Decentralization in water resource management: exploring the determinants of success
The aim of the study is to identify the factors affecting the performance of local organizations compared to centralized institutions in the administration and operation of aqueducts in order to make recommendations for improvements and for the future expansion of the decentralization process in the drinking water sector.
Natural resources provide goods and services that are in many cases characterized as public goods or common pool resources. In these situations of non-excludability, overexploitation has been traditionally predicted (Hardin, 1968; Olson, 1971). This lead to a strong involvement of central governments in the provision and regulation access to these type of resources. More recent work has shown that generalizing governmental participation as a solution to the problem of the commons is incorrect, and sometimes might result in inefficiencies in managing these results, compared to cases in which the beneficiaries organized themselves to create suitable local institutions to regulate access (Ostrom, 1990).
Nowadays there is a generalized trend towards the promotion of decentralized arraignments for natural resource management, mostly due to the proven reduced local administrative capacity of central governments, shortage of government funding and also pressure to democratize the distribution of responsibilities and benefits by involving the local beneficiaries (Ribot, 2002; Ribot, 2004; Knox and Meinzen-Dick, 2001). Despite this trend, desentralization has also shown significant drawbacks and problems, and success seems to depend n local characteristics (Ribot, 2002; Ribot, 2004; Andersson and Gibson, 2004 Vermillion, 1997).

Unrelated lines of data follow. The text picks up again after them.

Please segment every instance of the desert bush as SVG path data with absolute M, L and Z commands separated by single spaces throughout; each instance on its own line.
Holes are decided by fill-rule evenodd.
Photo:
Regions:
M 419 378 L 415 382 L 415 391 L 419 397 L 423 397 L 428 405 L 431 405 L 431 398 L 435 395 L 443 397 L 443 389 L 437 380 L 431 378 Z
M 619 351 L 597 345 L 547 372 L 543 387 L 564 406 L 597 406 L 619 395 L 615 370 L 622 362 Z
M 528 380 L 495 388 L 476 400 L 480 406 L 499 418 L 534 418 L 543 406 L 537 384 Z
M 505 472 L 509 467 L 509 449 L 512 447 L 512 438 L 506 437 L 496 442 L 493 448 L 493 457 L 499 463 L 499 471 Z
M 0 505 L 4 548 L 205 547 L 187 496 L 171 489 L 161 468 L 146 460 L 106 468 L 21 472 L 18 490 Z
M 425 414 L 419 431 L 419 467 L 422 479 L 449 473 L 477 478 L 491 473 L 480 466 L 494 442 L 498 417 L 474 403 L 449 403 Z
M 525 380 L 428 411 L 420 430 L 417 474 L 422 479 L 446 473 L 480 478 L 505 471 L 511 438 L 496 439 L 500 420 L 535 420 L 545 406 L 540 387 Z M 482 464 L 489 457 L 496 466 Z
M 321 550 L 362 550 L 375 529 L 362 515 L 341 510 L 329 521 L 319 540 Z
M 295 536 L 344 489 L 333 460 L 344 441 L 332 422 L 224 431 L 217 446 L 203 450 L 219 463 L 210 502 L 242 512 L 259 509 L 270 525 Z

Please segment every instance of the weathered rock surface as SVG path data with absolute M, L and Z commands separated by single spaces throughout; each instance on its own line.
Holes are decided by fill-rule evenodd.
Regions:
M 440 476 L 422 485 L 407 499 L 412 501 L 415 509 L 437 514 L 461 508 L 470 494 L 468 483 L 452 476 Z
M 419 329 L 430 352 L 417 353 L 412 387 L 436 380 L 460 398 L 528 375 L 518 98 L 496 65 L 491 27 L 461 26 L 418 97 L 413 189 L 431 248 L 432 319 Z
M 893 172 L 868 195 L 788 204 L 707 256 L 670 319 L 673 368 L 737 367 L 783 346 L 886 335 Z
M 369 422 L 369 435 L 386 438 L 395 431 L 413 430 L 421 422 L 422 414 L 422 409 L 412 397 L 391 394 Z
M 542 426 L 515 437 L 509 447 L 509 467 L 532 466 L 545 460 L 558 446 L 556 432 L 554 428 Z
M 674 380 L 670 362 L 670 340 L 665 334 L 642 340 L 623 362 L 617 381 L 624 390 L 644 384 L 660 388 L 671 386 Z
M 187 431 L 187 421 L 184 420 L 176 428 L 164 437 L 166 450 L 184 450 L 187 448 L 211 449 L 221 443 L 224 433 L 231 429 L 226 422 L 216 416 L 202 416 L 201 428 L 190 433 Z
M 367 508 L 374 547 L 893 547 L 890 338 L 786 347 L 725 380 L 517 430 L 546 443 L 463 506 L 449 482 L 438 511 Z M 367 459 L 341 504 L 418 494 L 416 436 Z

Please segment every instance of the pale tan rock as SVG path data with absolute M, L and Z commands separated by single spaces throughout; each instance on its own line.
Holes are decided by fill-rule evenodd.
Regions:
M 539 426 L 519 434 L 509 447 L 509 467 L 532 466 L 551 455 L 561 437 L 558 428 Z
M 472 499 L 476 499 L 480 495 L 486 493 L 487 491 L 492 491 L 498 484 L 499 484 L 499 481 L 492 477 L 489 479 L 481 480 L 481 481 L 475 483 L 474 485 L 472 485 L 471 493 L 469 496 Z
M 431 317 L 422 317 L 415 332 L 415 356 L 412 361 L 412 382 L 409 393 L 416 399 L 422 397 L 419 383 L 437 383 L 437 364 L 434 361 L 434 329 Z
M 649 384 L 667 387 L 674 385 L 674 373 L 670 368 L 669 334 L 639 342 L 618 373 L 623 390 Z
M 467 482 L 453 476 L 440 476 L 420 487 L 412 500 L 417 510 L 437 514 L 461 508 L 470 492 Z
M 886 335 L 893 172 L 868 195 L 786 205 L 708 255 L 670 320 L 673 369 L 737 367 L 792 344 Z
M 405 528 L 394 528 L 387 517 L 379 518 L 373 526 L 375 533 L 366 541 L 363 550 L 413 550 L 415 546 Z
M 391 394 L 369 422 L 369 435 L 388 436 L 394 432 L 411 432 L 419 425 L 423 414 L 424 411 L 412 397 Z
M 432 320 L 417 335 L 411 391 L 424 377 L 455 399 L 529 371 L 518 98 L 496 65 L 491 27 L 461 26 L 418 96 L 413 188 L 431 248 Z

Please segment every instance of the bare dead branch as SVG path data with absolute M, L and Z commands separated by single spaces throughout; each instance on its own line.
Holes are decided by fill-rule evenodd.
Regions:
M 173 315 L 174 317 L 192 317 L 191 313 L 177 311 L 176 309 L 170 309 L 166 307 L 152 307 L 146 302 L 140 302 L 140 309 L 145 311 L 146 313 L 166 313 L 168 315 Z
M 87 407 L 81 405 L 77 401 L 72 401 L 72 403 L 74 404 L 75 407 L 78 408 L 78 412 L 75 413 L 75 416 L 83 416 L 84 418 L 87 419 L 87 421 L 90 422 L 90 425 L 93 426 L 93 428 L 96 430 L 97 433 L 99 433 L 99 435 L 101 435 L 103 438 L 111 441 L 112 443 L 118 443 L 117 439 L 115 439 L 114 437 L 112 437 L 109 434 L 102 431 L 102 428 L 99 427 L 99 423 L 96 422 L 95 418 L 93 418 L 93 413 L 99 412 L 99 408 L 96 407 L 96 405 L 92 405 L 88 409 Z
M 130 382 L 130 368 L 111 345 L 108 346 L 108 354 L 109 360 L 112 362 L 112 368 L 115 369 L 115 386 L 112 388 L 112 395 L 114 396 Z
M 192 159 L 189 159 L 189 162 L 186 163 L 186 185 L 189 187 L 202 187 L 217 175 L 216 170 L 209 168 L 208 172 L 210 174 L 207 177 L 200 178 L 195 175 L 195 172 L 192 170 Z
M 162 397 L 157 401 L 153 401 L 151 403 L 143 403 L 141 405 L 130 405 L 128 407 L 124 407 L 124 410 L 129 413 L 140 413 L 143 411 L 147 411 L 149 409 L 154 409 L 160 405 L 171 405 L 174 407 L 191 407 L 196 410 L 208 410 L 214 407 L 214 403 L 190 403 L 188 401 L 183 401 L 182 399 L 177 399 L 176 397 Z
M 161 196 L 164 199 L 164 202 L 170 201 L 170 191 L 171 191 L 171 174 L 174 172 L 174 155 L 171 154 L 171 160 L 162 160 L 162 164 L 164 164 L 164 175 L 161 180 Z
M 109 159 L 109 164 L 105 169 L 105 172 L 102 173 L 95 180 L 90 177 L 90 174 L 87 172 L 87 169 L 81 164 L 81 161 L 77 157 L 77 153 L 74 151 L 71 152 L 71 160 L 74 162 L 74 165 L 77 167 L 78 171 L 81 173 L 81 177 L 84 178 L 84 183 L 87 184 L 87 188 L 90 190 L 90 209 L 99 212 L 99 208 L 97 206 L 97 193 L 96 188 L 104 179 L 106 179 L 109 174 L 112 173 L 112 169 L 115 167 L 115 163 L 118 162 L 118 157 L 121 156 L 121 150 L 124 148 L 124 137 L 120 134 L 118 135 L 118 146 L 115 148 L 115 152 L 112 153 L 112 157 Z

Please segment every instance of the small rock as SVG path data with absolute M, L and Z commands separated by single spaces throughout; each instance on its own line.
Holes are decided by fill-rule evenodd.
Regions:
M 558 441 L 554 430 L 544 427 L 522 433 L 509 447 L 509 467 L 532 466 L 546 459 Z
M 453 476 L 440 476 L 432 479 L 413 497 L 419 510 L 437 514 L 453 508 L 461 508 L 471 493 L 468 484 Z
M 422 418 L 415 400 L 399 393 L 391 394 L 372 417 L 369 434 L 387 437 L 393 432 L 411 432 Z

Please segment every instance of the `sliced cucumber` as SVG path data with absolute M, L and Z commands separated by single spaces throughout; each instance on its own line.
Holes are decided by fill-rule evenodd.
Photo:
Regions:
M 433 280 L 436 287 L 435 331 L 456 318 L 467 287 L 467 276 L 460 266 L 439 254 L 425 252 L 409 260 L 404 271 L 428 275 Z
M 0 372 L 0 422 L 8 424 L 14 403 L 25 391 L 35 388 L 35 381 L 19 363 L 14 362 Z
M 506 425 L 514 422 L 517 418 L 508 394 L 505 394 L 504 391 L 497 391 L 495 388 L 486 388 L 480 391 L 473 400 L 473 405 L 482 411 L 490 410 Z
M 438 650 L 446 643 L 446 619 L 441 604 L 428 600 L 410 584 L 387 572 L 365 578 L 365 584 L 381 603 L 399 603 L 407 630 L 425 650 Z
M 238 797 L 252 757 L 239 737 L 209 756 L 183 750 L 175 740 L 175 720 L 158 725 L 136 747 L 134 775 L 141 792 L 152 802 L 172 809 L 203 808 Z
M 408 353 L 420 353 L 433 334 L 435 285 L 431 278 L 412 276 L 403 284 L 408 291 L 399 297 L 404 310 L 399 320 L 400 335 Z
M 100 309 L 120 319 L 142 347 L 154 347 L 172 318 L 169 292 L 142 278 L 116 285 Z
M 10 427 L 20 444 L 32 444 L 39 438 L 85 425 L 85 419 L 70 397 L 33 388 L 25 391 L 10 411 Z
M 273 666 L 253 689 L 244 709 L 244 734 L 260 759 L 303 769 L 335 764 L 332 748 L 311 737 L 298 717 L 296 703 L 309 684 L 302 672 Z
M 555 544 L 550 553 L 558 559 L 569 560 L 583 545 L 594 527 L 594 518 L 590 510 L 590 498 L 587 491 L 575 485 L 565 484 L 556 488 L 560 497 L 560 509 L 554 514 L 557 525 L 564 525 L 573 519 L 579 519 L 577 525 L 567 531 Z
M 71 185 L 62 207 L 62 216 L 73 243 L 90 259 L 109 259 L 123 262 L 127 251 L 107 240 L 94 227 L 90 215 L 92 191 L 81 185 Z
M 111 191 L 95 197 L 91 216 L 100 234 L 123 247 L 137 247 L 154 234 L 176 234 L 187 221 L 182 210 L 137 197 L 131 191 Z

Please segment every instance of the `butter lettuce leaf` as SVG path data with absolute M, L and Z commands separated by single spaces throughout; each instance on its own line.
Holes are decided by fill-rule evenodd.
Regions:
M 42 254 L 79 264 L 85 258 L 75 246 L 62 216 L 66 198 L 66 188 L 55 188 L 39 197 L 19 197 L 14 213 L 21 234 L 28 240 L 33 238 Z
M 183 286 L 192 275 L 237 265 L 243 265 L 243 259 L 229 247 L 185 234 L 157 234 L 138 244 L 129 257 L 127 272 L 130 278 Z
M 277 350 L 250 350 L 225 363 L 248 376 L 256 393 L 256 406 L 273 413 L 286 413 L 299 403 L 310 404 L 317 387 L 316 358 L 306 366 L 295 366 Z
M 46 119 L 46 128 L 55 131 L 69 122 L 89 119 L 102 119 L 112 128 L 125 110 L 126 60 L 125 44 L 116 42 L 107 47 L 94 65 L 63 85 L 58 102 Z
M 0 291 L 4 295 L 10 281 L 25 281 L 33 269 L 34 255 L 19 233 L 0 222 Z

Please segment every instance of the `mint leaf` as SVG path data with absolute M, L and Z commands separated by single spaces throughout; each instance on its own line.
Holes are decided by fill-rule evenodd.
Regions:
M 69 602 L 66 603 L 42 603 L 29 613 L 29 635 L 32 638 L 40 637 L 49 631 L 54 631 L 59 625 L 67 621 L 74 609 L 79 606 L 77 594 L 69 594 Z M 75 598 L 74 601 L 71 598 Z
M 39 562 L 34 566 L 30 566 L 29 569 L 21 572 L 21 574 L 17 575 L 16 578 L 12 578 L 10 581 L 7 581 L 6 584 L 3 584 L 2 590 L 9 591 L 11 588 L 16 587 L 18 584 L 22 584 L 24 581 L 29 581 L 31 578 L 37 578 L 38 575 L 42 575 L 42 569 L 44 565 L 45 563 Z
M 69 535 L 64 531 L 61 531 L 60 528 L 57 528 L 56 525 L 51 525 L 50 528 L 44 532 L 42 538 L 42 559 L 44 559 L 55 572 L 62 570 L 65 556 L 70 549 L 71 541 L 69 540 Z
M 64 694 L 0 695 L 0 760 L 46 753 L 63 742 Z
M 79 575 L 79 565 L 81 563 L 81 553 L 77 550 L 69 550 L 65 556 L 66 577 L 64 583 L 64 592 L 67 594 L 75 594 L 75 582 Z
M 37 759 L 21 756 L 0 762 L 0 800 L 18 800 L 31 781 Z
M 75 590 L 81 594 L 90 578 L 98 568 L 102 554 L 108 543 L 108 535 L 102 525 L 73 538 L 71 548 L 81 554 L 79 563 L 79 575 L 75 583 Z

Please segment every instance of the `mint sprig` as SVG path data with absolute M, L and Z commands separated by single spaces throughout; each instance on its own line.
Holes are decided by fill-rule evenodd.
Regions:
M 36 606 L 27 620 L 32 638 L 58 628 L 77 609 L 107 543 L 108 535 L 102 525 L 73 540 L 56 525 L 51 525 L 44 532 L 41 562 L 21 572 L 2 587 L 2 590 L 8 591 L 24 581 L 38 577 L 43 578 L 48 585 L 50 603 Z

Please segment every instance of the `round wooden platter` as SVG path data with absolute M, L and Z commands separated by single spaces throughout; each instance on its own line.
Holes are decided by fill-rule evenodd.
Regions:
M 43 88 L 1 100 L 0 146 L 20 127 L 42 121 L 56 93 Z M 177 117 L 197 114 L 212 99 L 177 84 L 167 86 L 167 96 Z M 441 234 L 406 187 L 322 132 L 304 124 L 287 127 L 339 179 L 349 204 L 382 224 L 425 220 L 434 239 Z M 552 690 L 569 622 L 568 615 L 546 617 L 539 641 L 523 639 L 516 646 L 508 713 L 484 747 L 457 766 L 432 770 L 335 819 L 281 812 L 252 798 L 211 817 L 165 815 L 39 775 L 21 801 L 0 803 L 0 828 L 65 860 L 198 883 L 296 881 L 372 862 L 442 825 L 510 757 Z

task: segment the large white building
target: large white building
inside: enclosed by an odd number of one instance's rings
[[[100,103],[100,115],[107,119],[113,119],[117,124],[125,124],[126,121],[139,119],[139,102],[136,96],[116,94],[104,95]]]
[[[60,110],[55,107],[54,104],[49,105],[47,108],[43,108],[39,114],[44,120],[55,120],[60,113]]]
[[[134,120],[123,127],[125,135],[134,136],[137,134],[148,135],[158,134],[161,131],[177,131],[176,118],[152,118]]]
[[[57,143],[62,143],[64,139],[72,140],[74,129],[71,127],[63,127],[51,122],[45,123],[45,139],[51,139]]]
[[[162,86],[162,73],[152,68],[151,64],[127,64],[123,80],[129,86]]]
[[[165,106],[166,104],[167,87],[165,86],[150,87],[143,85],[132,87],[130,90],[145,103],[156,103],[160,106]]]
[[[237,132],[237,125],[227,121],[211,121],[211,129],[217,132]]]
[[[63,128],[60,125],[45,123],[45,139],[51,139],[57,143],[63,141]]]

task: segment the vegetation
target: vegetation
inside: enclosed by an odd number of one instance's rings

More specific the project wants to construct a conceptual model for the evaluation of the performance of a local organization involved in the provision of a public good, including a clear operational definition of success. In addition, compare the performance of selected ASADAS both among themselves but also against more centralized initiatives, to finally make recommendations for improvements bases on the statistical and econometric analysis of the data collected.